Harvard Logo


Project Guidelines and Due Dates

Announcements:

Please email Yiling and Alice your presentation files by midnight of Sunday December 5.

Students will be giving brief project presentations at 1pm-3pm on Monday December 6 in MD221. Every project presentation will be 8 minutes long (7 minutes presentation + 1 minute Q&A). Students are required to attend the project presentations.
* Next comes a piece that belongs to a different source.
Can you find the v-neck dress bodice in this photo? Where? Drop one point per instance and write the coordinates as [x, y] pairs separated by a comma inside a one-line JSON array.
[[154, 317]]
Tentative project due dates:

For project proposals, students must include the following four sections for non-exposition papers:

  1. Describe at a high level what you will do and how does it relate to the material covered in class? Citations to related work and a description about how your proposed work relates.
  2. Define the exact problem you will be studying as carefully and completely as you can. E.g. if a theory problem - give a concrete problem definition. If an experimental problem, what code will you write, what simulations will you run, and what graphs will you generate?
  3. State the concrete first two steps in moving forward with your project. What could you start tomorrow?
  4. What is unclear to you? What can we help with? (E.g., did you find a related literature, do you need help with scoping the work, is there something that you're confused about?)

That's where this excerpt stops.